Konuta olan talepteki düşüşler, dövizde yaşanan artışlar ve buna bağlı olarak inşaat maliyetlerindeki ciddi artışlar üzerine son dönemde verdikleri taahhütleri yerine getiremeyen yüzlerce inşaat şirketi, arsa sahipleriyle yapılan paylaşım oranlarının yeniden düzenlenmesi ve ne müşterilerinin, ne arsa sahiplerinin ne de kendilerinin mağdur olmaması için uyarlama davası açmaya hazırlanıyor ve bu konuda kamudan destek ve düzenleme bekliyor.

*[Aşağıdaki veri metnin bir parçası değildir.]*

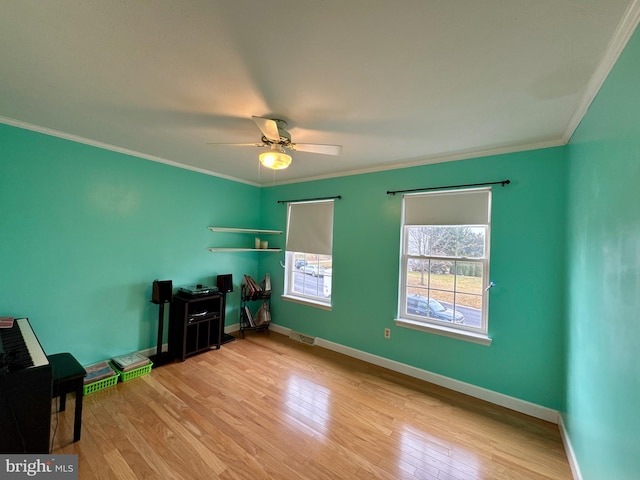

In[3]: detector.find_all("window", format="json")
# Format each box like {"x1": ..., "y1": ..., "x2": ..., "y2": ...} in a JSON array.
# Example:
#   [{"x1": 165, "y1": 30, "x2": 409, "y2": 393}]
[
  {"x1": 396, "y1": 189, "x2": 491, "y2": 344},
  {"x1": 284, "y1": 200, "x2": 334, "y2": 308}
]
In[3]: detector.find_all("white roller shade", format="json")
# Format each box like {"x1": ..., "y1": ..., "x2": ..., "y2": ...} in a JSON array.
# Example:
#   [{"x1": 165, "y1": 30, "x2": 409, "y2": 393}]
[
  {"x1": 286, "y1": 200, "x2": 333, "y2": 255},
  {"x1": 404, "y1": 188, "x2": 491, "y2": 225}
]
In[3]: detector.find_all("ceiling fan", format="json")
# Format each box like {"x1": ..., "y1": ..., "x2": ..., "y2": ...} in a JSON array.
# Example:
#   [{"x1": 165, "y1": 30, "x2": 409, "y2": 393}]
[{"x1": 209, "y1": 116, "x2": 342, "y2": 170}]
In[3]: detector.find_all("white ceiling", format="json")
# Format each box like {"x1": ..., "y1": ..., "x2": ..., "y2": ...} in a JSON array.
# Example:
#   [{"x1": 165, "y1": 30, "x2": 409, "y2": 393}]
[{"x1": 0, "y1": 0, "x2": 639, "y2": 185}]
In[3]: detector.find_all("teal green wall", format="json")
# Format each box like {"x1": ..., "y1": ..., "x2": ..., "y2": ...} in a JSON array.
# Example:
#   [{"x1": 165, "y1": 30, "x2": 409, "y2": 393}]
[
  {"x1": 261, "y1": 148, "x2": 566, "y2": 409},
  {"x1": 6, "y1": 26, "x2": 640, "y2": 480},
  {"x1": 564, "y1": 27, "x2": 640, "y2": 480},
  {"x1": 0, "y1": 125, "x2": 260, "y2": 364}
]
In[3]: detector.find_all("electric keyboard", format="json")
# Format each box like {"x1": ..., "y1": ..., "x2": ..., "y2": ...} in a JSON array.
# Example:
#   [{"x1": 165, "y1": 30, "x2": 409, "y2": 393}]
[
  {"x1": 0, "y1": 318, "x2": 49, "y2": 372},
  {"x1": 0, "y1": 318, "x2": 53, "y2": 454}
]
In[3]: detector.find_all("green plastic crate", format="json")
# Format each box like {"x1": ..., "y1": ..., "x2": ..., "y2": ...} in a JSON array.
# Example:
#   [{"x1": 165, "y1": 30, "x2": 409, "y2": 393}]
[
  {"x1": 111, "y1": 361, "x2": 153, "y2": 382},
  {"x1": 82, "y1": 372, "x2": 120, "y2": 396}
]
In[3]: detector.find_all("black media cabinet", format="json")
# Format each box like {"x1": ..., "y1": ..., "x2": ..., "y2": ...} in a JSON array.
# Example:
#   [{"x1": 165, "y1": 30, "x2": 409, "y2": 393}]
[{"x1": 169, "y1": 293, "x2": 225, "y2": 362}]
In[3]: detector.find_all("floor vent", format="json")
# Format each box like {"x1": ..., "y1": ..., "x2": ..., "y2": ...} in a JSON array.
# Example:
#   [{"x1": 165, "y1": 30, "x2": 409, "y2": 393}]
[{"x1": 289, "y1": 331, "x2": 316, "y2": 345}]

Kentsel Dönüşüm ve Hukuk Platformu Başkanı Prof. Dr. Gürsel Öngören, son 6 aylık dönem içinde uyarlama davalarıyla çok sık karşılaştıklarını belirterek arsa malikleri ile anlaşılan yüzde oranlarının değişmesi, inşaat bedelinin arttırılması, inşaat süresinin yeniden belirlenmesi ya da sözleşmeden dönme konularında davaların gündemlerinde olduğunu söyledi.

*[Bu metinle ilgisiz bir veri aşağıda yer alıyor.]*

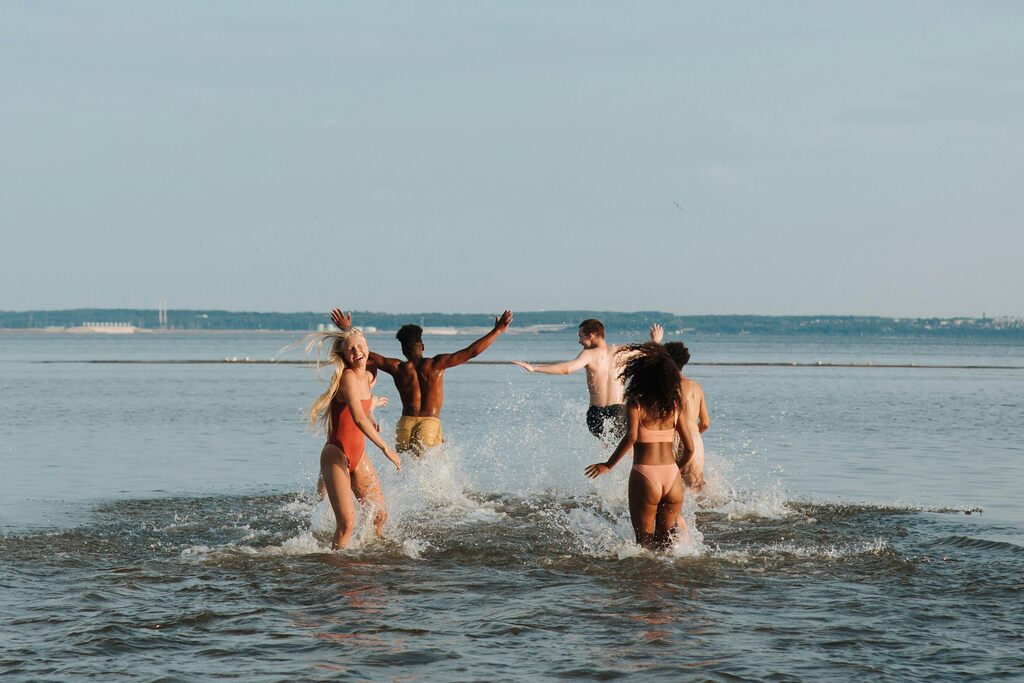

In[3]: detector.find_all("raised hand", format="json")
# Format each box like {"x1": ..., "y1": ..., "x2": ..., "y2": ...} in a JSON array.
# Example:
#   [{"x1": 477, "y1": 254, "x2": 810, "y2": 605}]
[
  {"x1": 495, "y1": 310, "x2": 512, "y2": 332},
  {"x1": 331, "y1": 308, "x2": 352, "y2": 332}
]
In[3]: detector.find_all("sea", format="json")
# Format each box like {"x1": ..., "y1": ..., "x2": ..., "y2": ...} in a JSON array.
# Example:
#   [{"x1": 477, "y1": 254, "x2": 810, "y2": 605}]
[{"x1": 0, "y1": 332, "x2": 1024, "y2": 682}]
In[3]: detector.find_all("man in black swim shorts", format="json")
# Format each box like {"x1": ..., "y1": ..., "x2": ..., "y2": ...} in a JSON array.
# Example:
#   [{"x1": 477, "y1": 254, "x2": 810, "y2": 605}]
[
  {"x1": 514, "y1": 318, "x2": 664, "y2": 441},
  {"x1": 587, "y1": 403, "x2": 626, "y2": 440}
]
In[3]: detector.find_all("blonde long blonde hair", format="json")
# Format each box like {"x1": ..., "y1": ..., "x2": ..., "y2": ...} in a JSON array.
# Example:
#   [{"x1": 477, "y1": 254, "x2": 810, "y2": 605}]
[{"x1": 299, "y1": 328, "x2": 362, "y2": 434}]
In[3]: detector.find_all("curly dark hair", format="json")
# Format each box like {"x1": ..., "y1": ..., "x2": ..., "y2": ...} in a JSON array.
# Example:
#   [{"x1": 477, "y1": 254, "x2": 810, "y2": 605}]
[
  {"x1": 618, "y1": 342, "x2": 683, "y2": 419},
  {"x1": 394, "y1": 325, "x2": 423, "y2": 348}
]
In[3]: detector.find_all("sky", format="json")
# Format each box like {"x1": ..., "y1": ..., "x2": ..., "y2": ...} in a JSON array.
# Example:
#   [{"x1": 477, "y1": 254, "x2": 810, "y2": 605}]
[{"x1": 0, "y1": 0, "x2": 1024, "y2": 316}]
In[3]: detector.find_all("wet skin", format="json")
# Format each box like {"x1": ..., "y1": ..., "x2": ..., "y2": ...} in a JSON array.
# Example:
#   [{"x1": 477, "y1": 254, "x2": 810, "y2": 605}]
[{"x1": 331, "y1": 308, "x2": 512, "y2": 418}]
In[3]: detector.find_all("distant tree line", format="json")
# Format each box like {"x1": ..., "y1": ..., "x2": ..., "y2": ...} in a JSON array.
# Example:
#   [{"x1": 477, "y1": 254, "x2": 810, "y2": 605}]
[{"x1": 0, "y1": 308, "x2": 1024, "y2": 339}]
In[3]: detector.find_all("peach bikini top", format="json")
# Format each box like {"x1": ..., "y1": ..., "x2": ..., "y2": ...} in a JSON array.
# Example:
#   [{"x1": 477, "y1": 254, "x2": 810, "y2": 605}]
[{"x1": 637, "y1": 412, "x2": 676, "y2": 443}]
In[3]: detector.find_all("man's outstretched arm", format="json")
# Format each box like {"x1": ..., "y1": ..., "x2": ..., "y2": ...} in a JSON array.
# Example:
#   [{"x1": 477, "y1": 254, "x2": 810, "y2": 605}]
[
  {"x1": 434, "y1": 310, "x2": 512, "y2": 370},
  {"x1": 331, "y1": 308, "x2": 401, "y2": 375},
  {"x1": 512, "y1": 349, "x2": 591, "y2": 375}
]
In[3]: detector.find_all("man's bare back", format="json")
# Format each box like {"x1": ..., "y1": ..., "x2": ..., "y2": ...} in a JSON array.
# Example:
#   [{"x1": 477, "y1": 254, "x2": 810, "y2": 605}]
[
  {"x1": 331, "y1": 308, "x2": 512, "y2": 453},
  {"x1": 331, "y1": 308, "x2": 512, "y2": 418}
]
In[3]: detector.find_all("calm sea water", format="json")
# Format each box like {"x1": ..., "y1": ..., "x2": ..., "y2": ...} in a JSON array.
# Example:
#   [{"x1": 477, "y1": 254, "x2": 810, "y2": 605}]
[{"x1": 0, "y1": 333, "x2": 1024, "y2": 681}]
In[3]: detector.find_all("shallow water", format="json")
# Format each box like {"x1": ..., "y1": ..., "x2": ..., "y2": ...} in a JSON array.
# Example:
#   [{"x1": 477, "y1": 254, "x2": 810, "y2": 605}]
[{"x1": 0, "y1": 334, "x2": 1024, "y2": 681}]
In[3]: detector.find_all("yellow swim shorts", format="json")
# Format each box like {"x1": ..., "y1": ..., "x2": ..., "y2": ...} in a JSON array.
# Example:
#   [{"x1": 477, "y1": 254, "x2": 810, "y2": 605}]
[{"x1": 394, "y1": 415, "x2": 444, "y2": 454}]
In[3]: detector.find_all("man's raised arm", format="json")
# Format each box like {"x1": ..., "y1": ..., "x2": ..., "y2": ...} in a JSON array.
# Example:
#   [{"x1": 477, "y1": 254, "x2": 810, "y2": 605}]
[
  {"x1": 331, "y1": 308, "x2": 401, "y2": 375},
  {"x1": 512, "y1": 348, "x2": 591, "y2": 375},
  {"x1": 434, "y1": 310, "x2": 512, "y2": 370}
]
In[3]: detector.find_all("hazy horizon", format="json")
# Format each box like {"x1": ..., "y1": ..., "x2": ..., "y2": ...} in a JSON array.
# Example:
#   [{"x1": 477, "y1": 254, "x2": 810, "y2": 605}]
[{"x1": 0, "y1": 0, "x2": 1024, "y2": 317}]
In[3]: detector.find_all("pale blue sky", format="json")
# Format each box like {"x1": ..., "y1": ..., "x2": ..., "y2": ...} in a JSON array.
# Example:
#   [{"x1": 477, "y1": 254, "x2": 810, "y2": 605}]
[{"x1": 0, "y1": 0, "x2": 1024, "y2": 315}]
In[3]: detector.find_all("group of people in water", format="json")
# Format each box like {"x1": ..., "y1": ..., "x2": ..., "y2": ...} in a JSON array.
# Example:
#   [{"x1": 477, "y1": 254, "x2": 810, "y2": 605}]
[{"x1": 307, "y1": 308, "x2": 711, "y2": 550}]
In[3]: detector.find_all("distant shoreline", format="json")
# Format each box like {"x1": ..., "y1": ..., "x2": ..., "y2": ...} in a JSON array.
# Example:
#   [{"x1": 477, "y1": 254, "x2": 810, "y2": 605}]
[{"x1": 0, "y1": 308, "x2": 1024, "y2": 341}]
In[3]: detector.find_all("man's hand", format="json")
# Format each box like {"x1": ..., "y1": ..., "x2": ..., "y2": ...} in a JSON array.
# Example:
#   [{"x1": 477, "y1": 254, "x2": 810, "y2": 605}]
[
  {"x1": 331, "y1": 308, "x2": 352, "y2": 332},
  {"x1": 495, "y1": 310, "x2": 512, "y2": 332}
]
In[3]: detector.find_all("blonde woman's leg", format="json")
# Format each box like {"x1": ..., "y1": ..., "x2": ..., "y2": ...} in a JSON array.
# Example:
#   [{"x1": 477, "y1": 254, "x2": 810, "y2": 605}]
[{"x1": 321, "y1": 443, "x2": 365, "y2": 549}]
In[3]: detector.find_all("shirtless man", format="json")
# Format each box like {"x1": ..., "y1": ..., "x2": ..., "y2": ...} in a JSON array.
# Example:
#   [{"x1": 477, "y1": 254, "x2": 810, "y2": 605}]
[
  {"x1": 331, "y1": 308, "x2": 512, "y2": 456},
  {"x1": 665, "y1": 342, "x2": 711, "y2": 492},
  {"x1": 514, "y1": 318, "x2": 662, "y2": 441}
]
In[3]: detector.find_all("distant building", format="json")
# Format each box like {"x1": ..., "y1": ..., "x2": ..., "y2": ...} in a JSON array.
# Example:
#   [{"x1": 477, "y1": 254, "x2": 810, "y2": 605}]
[{"x1": 68, "y1": 323, "x2": 137, "y2": 335}]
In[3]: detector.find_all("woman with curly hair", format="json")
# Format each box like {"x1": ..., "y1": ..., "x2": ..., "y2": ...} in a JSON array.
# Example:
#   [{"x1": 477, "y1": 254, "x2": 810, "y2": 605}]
[
  {"x1": 585, "y1": 343, "x2": 685, "y2": 550},
  {"x1": 307, "y1": 330, "x2": 401, "y2": 549}
]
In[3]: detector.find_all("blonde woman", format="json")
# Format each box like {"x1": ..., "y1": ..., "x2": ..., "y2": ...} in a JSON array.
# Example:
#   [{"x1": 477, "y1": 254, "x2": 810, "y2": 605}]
[{"x1": 309, "y1": 330, "x2": 401, "y2": 549}]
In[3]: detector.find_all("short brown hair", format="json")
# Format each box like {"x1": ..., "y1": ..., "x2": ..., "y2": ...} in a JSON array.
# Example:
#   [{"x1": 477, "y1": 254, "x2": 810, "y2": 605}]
[{"x1": 580, "y1": 317, "x2": 604, "y2": 339}]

İstanbul’da en çok Kadıköy ve Kartal ilçelerindeki inşaat projeleri için bu tip davalar açıldığını ve bu sürecin binlerce konut sahibini ilgilendirdiğini belirten Öngören, sözleşme sorunu yaşayanların daha çok küçük ve orta ölçekte iş yapan müteahhitler olduğuna dikkat çekti.





Açılan davaların veya davaya gerek kalmadan taraflar arasında sağlanan uzlaşmaların hem inşaat şirketleri, hem arsa sahipleri hem de ilgili projeden ev alan kişiler için önemli bir adım olduğuna vurgu yapan Öngören bu durumun inşaat şirketlerinin temerrüde düşmesini de engellediğini kaydederek “Bildiğiniz gibi inşaatçı olarak inşaat sürelerinde temerrüde düşüldüğünde, sözleşme arsa sahiplerince fesih ediliyor ve Yargıtay kararlarına göre, inşaatın yaklaşık yüzde 80’i tamamlanmamışsa inşaat şirketi sözleşmede anlaşılan daire yerine sadece yaptığı inşaatın maliyetini üç beş yıllık bir dava sonunda alabiliyor. Bundan dolayı hem inşaat şirketi büyük mali zarara uğruyor hem de inşaat şirketinden daire alan 3. kişiler tapularını alamıyor. Borçlar Kanununun 480. maddesine göre, başlangıçta öngörülemeyen veya ön görülebilip de taraflarca göz önünde tutulmayan durumlar, eserin yapılmasına engel olur veya son derece güçleştirirse yüklenici, hakimden sözleşmenin yeni koşullara uyarlanmasını isteme, bu mümkün olmadığı veya karşı taraftan beklenemediği takdirde sözleşmeden dönme hakkına sahiptir” dedi.





Öngören, Yargıtay’ın bu davalarda söz konusu olan uyarlama taleplerini kabul ettiğini dile getirerek açılan davaların yaklaşık iki yıllık bir süreçte karara bağlanmakla birlikte, dava açıldıktan sonra dava baskısı ile pek çok arsa sahibi süre ve bedel paylaşım oranı konusunda uzlaşmaya vardığını ifade etti.